4.3. Multiple Regression Analysis

Multiple linear regression analysis for predicting the compression index using geotechnical properties was performed using OLS analysis to investigate the effects of the natural water content, liquid limit, and plastic limit on the compression index and present regression equations. Multiple linear regression analysis expresses the relationship between multiple explanatory variables and the dependent variable (whether ground subsidence occurs or not) as a regression equation, as shown in Equation (6). The coefficients of the regression equation are estimated through the Ordinary Least Squares method (OLS), which minimizes the Sum of Squared Residuals [29,30].

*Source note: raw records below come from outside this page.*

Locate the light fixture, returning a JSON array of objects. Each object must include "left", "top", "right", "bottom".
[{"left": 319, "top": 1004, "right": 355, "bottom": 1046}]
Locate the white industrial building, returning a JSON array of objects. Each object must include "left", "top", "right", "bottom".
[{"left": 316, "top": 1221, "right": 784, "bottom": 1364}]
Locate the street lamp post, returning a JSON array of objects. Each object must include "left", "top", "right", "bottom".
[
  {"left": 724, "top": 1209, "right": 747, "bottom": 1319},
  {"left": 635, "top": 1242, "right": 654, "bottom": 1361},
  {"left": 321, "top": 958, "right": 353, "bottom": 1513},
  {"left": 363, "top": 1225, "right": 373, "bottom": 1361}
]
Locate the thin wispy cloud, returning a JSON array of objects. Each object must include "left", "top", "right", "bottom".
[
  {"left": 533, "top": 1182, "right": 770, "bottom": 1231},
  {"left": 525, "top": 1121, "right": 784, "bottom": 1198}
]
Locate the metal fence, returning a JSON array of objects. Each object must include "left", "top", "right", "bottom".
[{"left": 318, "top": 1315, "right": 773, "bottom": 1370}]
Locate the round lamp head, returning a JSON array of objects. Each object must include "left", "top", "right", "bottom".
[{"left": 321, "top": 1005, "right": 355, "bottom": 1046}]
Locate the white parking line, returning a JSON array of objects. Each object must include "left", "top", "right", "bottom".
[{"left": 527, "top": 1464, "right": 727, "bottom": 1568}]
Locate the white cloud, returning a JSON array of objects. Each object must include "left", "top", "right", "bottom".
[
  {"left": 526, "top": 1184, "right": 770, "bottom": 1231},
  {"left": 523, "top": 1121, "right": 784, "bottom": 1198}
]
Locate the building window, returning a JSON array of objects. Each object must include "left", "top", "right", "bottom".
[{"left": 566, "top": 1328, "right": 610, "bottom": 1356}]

y = β_{0} + β_{1} x_{1} + β_{2} x_{2} + \dots + β_{i} x_{i} + ε

(6)

y: dependent variable;

x_{i}

: independent variable;

β_{i}

: estimated regression coefficient;

ε

: error.

Table 7 shows the results of the OLS analysis performed in this study. The weights of the natural water content and liquid limit were found to be statistically significant (p < 0.001). The weight of the natural water content was higher than that of the liquid limit. These results were consistent with the Pearson correlation and simple linear regression analysis above. However, in the case of the plastic limit, the weight was relatively small and not statistically significant. Therefore, the compression index regression equation using the geotechnical properties of the southern coastal area of Korea is composed of the natural water content and liquid limit, excluding the plastic limit, as shown in Equation (7), below.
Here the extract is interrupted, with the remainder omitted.